Transformers Applied to Short-term Solar PV Power Output Forecasting
Andea Scott, Sindhu Sreedhara, Folasade Ayoola

TL;DR
This paper explores the application of transformer architectures to short-term solar PV power output forecasting, comparing its performance with convolutional neural networks on image data over a year.
Contribution
It introduces a transformer-based model for solar PV output prediction and evaluates its effectiveness against existing CNN models using real-world data.
Findings
Transformer performs nearly as well as CNN in PV output prediction.
Transformer underperforms CNN on sunny days.

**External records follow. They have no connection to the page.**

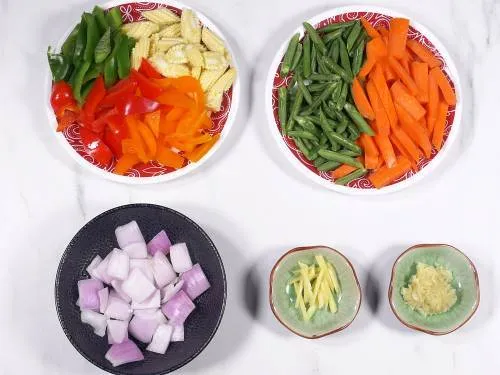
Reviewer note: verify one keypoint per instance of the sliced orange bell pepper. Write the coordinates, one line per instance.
(152, 119)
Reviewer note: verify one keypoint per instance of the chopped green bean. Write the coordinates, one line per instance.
(282, 106)
(306, 61)
(297, 58)
(328, 166)
(358, 119)
(344, 58)
(337, 69)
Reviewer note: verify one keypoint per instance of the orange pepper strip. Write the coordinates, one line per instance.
(169, 158)
(202, 150)
(152, 119)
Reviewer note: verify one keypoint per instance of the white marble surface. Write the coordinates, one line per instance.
(255, 206)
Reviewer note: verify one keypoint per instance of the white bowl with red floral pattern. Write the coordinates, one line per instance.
(362, 186)
(151, 172)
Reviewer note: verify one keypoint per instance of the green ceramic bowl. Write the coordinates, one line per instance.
(323, 323)
(465, 281)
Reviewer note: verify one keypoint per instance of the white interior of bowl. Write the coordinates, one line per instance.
(165, 177)
(450, 70)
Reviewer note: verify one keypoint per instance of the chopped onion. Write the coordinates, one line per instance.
(117, 331)
(178, 308)
(137, 250)
(126, 352)
(170, 290)
(117, 308)
(103, 295)
(102, 270)
(195, 282)
(96, 320)
(162, 270)
(145, 265)
(88, 299)
(95, 262)
(137, 286)
(117, 285)
(179, 255)
(118, 265)
(161, 339)
(152, 302)
(160, 243)
(143, 328)
(128, 234)
(178, 333)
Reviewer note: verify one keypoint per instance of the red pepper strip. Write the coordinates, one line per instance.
(62, 98)
(101, 120)
(68, 118)
(149, 70)
(95, 96)
(148, 88)
(148, 138)
(122, 89)
(115, 133)
(175, 98)
(95, 147)
(133, 105)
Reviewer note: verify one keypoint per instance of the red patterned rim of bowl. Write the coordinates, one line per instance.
(376, 19)
(131, 12)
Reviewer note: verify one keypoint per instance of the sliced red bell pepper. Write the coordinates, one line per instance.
(116, 93)
(149, 70)
(148, 88)
(93, 99)
(62, 98)
(94, 146)
(133, 105)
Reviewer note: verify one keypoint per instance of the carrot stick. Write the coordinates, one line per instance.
(384, 176)
(403, 74)
(388, 72)
(376, 49)
(383, 124)
(408, 144)
(398, 33)
(370, 30)
(370, 150)
(423, 53)
(385, 147)
(420, 73)
(366, 68)
(342, 171)
(438, 134)
(402, 151)
(415, 131)
(433, 104)
(444, 86)
(401, 96)
(382, 30)
(385, 95)
(361, 100)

Model tuning with learning rate and batch size impacts results.
Abstract
Reliable forecasts of the power output from variable renewable energy generators like solar photovoltaic systems are important to balancing load on real-time electricity markets and ensuring electricity supply reliability. However, solar PV power output is highly uncertain, with significant variations occurring over both longer (daily or seasonally) and shorter (within minutes) timescales due to weather conditions, especially cloud cover. This paper builds on existing work that uses convolutional neural networks in the computer vision task of predicting (in a Nowcast model) and forecasting (in a Forecast model) solar PV power output (Stanford EAO SUNSET Model). A pure transformer architecture followed by a fully-connected layer is applied to one year of image data with experiments run on various combinations of learning rate and batch size. We find that the transformer architecture…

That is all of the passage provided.